De nos jours, il n’existe plus de clairons ni de tambours des douanes (bien qu’un « ancien ›, ait encore, il y a peu de temps fait retentir la cour de la vieille douane de Paris des sonneries « Aux Champs » et « Aux Morts » à l’occasion des cérémonies commémoratives des guerres). Plus précisément, il n’en existe plus qu’a Marseille et on le doit à la survivance dans cette ville, d’une des deux musiques de type militaire, que les brigades des douanes organisèrent dans le passé. Celle du Havre (rendue célèbre par Dufy) a disparu ; celle de Marseille a su, contre vents et marées, se maintenir. Avant d’en terminer avec le cor de chasse de l’emblème des douanes et avec cette évocation de ses clairons et tambours, peut-être vaut-il la peine de jeter les yeux au delà de nos frontières et de nous demander si d’autres douanes ont connu ou connaissent des situations comparables.

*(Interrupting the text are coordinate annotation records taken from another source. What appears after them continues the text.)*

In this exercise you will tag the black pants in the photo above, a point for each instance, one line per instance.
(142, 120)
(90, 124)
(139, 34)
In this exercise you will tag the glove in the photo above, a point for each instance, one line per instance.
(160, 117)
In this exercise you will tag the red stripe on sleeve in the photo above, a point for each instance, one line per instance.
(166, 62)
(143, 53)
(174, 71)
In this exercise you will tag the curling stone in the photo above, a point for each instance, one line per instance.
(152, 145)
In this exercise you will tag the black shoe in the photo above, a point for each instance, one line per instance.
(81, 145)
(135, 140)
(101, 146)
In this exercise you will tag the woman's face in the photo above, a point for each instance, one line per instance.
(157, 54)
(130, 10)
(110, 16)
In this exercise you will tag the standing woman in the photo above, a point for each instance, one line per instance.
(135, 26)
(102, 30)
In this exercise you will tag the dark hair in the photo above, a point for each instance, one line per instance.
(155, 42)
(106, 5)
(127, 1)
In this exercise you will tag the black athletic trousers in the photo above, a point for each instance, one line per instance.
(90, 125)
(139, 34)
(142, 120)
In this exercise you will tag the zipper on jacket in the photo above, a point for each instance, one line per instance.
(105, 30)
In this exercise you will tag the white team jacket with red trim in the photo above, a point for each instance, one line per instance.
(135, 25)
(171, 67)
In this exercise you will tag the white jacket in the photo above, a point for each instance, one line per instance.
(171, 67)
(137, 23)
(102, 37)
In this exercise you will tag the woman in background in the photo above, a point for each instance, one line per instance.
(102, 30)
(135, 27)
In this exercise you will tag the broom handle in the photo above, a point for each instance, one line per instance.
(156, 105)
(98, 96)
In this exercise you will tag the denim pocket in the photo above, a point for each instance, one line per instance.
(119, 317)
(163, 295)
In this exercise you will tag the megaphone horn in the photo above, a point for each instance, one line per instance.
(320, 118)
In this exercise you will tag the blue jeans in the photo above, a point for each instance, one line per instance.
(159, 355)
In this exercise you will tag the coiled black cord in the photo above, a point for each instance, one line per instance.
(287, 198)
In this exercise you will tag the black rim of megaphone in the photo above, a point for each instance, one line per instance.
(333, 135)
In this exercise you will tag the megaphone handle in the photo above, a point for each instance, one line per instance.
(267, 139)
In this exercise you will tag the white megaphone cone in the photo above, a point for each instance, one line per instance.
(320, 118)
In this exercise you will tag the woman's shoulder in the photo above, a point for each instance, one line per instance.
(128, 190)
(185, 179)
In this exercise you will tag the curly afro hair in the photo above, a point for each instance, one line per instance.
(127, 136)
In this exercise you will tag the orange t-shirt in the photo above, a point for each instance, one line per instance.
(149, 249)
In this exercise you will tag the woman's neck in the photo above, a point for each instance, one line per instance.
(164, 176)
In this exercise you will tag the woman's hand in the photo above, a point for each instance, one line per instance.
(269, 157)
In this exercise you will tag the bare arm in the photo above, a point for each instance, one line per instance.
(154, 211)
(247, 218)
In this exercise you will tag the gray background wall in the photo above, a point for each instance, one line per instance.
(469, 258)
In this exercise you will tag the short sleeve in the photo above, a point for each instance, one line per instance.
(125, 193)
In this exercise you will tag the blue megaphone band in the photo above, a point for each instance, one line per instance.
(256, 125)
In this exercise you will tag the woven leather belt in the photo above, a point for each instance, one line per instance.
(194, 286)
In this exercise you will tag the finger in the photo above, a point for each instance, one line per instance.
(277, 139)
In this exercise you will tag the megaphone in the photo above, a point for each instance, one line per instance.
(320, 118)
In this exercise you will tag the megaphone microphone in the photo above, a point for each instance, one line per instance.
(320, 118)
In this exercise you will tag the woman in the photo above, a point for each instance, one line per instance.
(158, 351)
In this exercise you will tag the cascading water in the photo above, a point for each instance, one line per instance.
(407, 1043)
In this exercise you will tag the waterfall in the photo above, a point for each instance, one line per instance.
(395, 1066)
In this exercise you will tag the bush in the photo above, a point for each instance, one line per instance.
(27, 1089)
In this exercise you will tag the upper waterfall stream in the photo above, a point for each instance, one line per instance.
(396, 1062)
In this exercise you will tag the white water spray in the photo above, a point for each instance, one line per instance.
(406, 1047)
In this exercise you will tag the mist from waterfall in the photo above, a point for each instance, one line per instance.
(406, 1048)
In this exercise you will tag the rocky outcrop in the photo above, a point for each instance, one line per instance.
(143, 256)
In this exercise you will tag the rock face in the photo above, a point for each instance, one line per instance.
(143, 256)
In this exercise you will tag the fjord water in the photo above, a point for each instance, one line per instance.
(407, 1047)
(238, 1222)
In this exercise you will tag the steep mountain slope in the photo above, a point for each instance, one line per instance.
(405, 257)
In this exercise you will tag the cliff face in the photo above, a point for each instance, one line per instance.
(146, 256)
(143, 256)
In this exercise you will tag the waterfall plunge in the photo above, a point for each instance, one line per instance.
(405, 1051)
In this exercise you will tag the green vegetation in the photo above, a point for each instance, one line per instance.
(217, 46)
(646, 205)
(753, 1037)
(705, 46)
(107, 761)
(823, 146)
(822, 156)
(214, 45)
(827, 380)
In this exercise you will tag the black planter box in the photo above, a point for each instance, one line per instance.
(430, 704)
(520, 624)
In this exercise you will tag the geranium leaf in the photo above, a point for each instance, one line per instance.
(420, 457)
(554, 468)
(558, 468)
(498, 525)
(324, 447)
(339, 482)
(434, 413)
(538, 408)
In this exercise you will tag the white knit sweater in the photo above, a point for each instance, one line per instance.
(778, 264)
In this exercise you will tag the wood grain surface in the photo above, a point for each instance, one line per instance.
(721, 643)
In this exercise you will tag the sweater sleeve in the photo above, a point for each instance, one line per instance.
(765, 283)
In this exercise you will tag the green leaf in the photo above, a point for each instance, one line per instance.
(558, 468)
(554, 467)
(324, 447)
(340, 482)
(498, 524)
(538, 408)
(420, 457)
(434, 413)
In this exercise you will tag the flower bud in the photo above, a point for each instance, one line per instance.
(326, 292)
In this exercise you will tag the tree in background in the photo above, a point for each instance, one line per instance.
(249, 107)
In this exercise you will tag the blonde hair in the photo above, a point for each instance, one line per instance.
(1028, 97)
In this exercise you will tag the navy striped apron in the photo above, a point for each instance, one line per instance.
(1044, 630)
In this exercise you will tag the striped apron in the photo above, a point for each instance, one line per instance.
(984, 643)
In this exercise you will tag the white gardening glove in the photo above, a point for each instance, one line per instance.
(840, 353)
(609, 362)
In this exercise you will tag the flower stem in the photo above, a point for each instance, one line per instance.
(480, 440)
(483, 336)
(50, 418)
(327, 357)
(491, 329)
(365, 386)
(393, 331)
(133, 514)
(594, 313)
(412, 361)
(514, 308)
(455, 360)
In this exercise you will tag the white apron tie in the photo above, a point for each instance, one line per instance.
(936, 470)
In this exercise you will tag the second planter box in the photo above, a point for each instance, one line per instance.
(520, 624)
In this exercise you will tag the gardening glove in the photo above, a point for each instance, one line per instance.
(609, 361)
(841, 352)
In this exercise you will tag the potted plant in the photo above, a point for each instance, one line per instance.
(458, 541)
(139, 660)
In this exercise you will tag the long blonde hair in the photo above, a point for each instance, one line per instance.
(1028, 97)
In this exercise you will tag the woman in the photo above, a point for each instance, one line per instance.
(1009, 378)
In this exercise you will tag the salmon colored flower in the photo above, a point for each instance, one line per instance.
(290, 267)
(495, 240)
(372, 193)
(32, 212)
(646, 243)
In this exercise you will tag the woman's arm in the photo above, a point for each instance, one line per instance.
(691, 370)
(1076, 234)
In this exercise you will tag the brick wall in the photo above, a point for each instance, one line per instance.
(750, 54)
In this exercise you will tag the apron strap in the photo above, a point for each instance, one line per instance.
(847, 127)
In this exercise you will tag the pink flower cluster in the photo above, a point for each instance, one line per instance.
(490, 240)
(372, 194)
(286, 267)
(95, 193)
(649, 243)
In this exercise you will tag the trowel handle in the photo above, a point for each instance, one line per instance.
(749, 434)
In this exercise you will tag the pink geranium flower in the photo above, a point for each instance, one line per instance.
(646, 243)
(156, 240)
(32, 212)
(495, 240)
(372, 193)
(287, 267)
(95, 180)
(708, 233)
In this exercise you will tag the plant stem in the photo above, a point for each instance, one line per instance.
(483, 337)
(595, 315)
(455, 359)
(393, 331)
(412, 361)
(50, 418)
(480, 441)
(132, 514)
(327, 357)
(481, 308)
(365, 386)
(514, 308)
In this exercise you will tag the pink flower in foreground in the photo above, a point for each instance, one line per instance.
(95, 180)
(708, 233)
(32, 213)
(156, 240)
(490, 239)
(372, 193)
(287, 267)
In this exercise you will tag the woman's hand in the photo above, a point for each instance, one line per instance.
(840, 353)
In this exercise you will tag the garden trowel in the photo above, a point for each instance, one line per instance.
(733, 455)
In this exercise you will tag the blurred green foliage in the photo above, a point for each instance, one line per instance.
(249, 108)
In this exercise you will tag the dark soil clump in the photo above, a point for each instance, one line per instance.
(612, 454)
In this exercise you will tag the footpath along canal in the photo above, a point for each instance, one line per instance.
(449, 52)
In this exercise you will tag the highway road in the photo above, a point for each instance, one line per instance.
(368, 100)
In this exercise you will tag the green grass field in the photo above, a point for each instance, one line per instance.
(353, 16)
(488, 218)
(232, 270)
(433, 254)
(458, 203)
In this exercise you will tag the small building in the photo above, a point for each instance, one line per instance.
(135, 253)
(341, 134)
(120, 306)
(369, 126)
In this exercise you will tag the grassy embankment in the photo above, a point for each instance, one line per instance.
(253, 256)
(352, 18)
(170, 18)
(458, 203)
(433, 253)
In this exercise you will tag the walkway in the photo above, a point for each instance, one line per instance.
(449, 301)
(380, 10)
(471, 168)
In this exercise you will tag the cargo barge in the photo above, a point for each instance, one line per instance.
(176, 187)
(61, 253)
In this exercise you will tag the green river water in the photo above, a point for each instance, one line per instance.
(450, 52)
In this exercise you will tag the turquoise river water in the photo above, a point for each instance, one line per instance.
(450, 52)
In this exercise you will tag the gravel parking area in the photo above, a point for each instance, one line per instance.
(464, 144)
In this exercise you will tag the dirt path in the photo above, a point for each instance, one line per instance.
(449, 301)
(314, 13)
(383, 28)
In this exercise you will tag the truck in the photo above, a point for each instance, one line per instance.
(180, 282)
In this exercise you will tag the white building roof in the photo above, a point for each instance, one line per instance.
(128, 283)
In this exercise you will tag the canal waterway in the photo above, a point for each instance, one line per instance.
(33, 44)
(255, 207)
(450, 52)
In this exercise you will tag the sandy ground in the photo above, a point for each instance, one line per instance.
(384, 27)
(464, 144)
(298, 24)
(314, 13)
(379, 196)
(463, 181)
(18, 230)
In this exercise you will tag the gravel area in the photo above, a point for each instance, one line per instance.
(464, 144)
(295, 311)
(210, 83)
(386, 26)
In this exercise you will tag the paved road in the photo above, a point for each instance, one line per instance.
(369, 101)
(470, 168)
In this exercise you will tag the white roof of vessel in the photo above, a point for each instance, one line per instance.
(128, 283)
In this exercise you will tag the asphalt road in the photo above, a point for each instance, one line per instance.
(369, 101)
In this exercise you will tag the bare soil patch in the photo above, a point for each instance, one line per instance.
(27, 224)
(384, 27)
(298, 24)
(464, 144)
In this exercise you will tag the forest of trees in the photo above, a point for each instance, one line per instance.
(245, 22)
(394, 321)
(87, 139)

Les douaniers français ont été précédés et surclassés par leurs homologues italiens en cette matière, plus exactement, par la « légion de troupes légères » piémontaise qui remplissait, au XVIIIe siècle, le même rôle que nos brigades et possédait une « banda » ou clique formée de fifres et tambours et dirigée par un tambour-major. Après la Restauration sarde de 1814, la « légion légère royale » du Royaume du Piémont (ancêtre de la Guardia di Finanza) posséda une clique de 14 tambours et 7 trompettes dirigée par un tambour-major au superbe plumet bleu. Cette formation, non seulement, survécut à l’unité italienne. mais donna naissance, au début du XXe siècle, à une grande formation de la Guardia di Finanza qui existe toujours.
Si l’on regarde vers la Belgique, on constate que lors des événements de 1830-1831, un détachement de douaniers de Flandre occidentale avait occupé le chef-lieu de cette province; il était arrivé précédé de deux tambours, derrière un drapeau aux couleurs brabançonnes portant l’inscription «douaniers volontaires de la Flandre occidentale ». Ainsi peut-on penser que, sous le rapport de la musique, douaniers belges et français de ce temps ne manquaient pas de points communs Ils ont depuis, persévéré, puisque la musique des douanes de Mons se produit chaque année à Cassel, à l’occasion de la fête des douaniers, la Saint-Matthieu.